22. Oktober 2025 nmz – HörBar – unabhängig / unbestechlich / phonokritisch

Arvo Pärt – Lente

Arvo Pärt – Lente
Arvo Pärt – Lente
Die Musik von Arvo Pärt (*1935) gewinnt erst durch einen weiten Raum, seine öffnende Akustik und wärmenden Nachhall ihre spirituelle Tiefe. Man wird sich kaum eine seiner Partituren in einem trockenen Studio vorstellen können, denn sie würde einen wesentlichen Teil von sich verleugnen. Das war bereits bei den ECM-Produktionen aus den späten 1980er Jahren erkennbar – und auch bei dieser aktuellen Produktion ist es in gleicher Weise zu hören. Nicht nur das Stabat Mater und die Berliner Messe mit ihren kanonisierten Texten, sondern auch die drei rein instrumentalen Werke benötigen ihr eigenes tönendes Echo geradezu zwingend.

Die stilistische Dichte der Werke aus den 1980er und 1990er Jahren wirkt noch heute beeindruckend – wenngleich man festhalten muss, dass einzelne harmonische oder auch nur klangliche Konstellationen wiederkehren.

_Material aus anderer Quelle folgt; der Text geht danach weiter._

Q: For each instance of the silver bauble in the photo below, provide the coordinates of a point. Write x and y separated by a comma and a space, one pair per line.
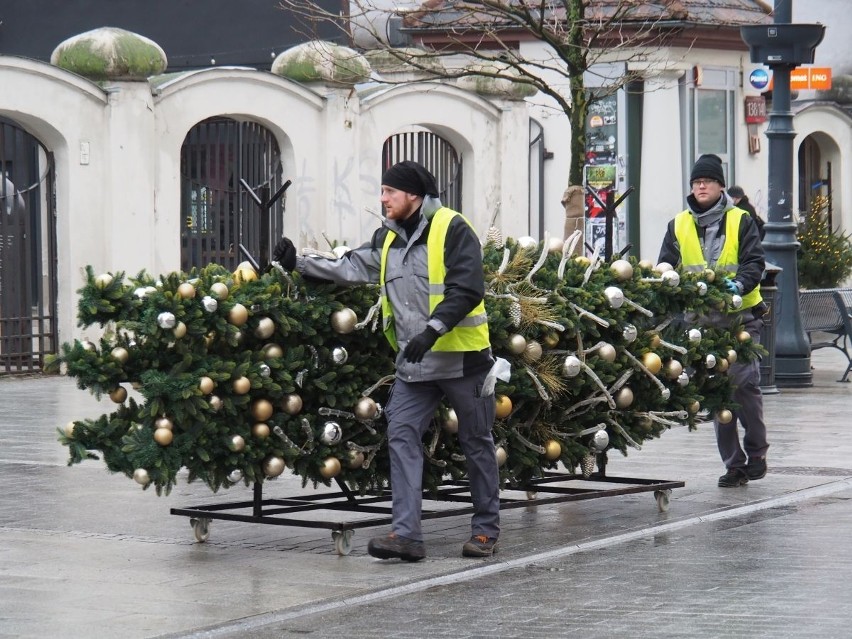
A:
671, 278
572, 366
166, 320
614, 295
331, 434
339, 355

Dafür aber atmet diese Musik auch noch nach Jahrzehnten eine Ruhe und Innerlichkeit, eine erschütternde Ehrlichkeit, wie ich sie seither nicht wieder gehört habe. Das rechtfertigt zwar auch neuere Einspielungen, wobei dann doch offen bleiben muss, inwieweit das einmal gefundene klangliche Konzept perpetuiert wird, statt neue Lösungen und Interpretationen zu finden. Folglich hinterlässt dieses Album eher den Eindruck eines zweiten Aufgusses, statt das Risiko einer Alternative einzugehen.

Arvo Pärt. Lente
Stabat Mater (Fassung für Chor und Streichorchester, 1985, rev. 2008); Festina Lente für Harfe und Streichorchester (1986, rev. 1990); Trisagion für Streichorchester (1992, rev. 1994); Silouan’s Song für Streichorchester (1991); Berliner Messe für gemischten Chor und Sreichorchester (1990, rev. 2002)
Estonian Philharmonic Chamber Choir, Concerto Copenhagen, Tönu Kaljuste

Berlin Classics 030 3739 BC (2024)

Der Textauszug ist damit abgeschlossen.